Role and key responsibilities
I look after all interaction with our users. That covers everything from thinking about how we set up community standards and what the policies and procedures are for dealing with our users. It involves thinking about the experience of being a user on our site and how we improve that through editorial, technology and community management methods.
Half of my time is spent in meetings, usually with editors talking to them about specific projects they might have going on and the other half is spent working through guidelines and policies; trying to distil what users, staff and contributors are experiencing on the site (and what I've experienced and noted) and turning those insights into patterns and models for improvements and best practice.
I also spend a couple of days a month out talking to external organisations, finding out what they're doing and talking to them about what we're doing with social media - building relationships.
Your job is quite unique and not found in many other organisations, is it?
There are bits of the job that do exist in lots of different companies and industries. I think my job is at the centre of a Venn diagram of lots of different roles across different organisations. It's a little bit of journalistic/editorial development, a bit of community management, a bit of social media/technology strategy, a little bit of public relations and communications, a little bit of user experience consultant and a tiny bit consumer product development. A little bit of everything.

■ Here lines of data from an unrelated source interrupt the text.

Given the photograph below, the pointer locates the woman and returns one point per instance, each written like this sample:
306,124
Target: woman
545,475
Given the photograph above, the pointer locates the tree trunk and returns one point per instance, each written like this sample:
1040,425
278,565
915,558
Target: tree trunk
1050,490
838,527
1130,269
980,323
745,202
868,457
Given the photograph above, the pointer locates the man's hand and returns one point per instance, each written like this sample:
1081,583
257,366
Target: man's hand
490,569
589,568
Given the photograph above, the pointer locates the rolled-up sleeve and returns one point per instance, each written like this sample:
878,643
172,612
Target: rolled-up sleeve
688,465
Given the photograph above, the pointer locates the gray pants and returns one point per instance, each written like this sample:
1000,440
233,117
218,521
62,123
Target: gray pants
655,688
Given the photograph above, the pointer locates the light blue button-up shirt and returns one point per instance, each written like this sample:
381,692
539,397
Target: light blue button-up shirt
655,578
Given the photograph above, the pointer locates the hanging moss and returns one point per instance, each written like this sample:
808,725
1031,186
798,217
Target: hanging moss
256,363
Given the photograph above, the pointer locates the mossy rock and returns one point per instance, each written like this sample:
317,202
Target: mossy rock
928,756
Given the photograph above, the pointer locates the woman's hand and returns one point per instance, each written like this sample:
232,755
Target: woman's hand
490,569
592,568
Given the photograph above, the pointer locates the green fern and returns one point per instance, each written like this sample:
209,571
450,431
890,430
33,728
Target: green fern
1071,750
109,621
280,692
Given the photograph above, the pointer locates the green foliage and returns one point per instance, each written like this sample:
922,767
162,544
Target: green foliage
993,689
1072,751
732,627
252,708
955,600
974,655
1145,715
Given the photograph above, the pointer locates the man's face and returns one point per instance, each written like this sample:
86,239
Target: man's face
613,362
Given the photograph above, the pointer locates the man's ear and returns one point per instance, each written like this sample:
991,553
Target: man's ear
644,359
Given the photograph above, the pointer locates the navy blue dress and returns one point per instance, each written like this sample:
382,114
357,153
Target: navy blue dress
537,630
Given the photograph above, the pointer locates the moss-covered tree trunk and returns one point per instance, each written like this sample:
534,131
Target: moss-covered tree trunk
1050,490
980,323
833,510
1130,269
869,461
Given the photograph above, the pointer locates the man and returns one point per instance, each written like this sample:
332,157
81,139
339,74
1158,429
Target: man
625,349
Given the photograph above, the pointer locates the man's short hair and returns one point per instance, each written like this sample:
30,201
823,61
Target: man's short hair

The only reason I'm doing this very unique set of things is because - happily for me - it has become a very Meg-shaped job. Over time, I've been able to shape it into the sort of thing I enjoy and am really good at, which luckily dovetails nicely with what we need as an organisation.
What 5 steps since leaving school do you think have led you here?
Well, I wouldn't recommend my career path as a model for getting involved in community experience management, but there are some key steps which have influenced the direction of my career.
Step 1
Specialising in anthropology and linguistics at uni
I think one thing that has positively influenced my career development is studying anthropology. Having a good understanding of people and processes and learning about how to spot patterns for behaviour in everyday life has been very relevant.
As part of my Latin American studies degree I spent a year in Bolivia writing my dissertation about communities, specifically highland Bolivian communities, and how they perceive and express membership of a community: the rituals and the linguistic things they do in order to recognise each other and increase bonds.
Step 2
Working in a cyber cafe
After uni, during my MA I started working in the first cyber cafe in the north of England. I was really interested in the way people were using the internet, not just to contact friends and search for things but also to spend time in chat rooms and expressing themselves creatively on homepages.
When the time came to write my thesis, I couldn't get funding to go back to Bolivia so I took a different approach and decided to do field work on the internet. I wrote my thesis on redefining community and the need to redefine notions of culture in the age of the internet. It was about how people who have never met before come together to talk about stuff that is important to them.
Step 3
Putting my thesis online
I put my thesis online because I thought 'if it is about the internet it should probably live there', and through this taught myself how to build web sites, though some years before I'd picked up basic HTML from a teach yourself book. In 1997 I applied for a job with AOL in London and because they'd searched for my name and had found my stuff online, they said why don't you come down and talk to us?
Step 4
First job as producer with AOL UK
I worked on their Local Life channel which involved engaging local communities and conversations plus listings and classifieds. It was very editorial, quite technical and had absolutely no requirement for any anthropology whatsoever.
Step 5
Working my way up through AOL
I stayed with AOL for 9 years - working my way through from being a producer to being senior producer on AOL UK to head of commercial development and then I moved over to AOL Europe as consumer experience lead for social media projects and initiatives - so after all those years in the tech and commercial wilderness, it started to come back to social media again.
Then I came to the Guardian in 2007.
But the two things which have been most relevant to my career path were actually doing things that I'm personally passionate about online - blogging, sharing photos and building web pages have helped me to understand other people's passions - and having a solid academic grounding: having the right kind of approach to research, talking to people and field work essentially.
Personalities and skills best suited to your line of work
You need to have a good analytical brain, be able to spot patterns in the most unlikely places and think two steps ahead. You also have to be a self-starter - no-one is going to tell you day-to-day what to do, so you need to be able to figure it out for yourself, and prioritise.
The best career advice you've been given
Someone once told me to find a job that fits you rather than trying to fit into a job.
Advice you would give
Whatever you do, don't just do it for work. You have to love the thing that you do as well. I've met and interviewed so many people who talk about the internet as 'it's a job thing' but I think the most inspiring people who have jobs on the internet or in digital are those who genuinely love the medium. You can see it in their hobbies, what they do, the way they talk about or organise their lives, how they communicate with friends and strangers, search for houses and holidays and all of that kind of thing. Don't just work on the internet, live on it.
Do stuff for fun; blogging and Twittering and stuff like that can really help you to understand how people engage online, and why. But be aware when someone does interview you - just like they did for my job at AOL - they may look you up on the internet. It's important to take control of your online reputation by creating it: don't let someone just infer things about you from your digital trail.
Since this interview, Meg has become head of social media development for the Guardian.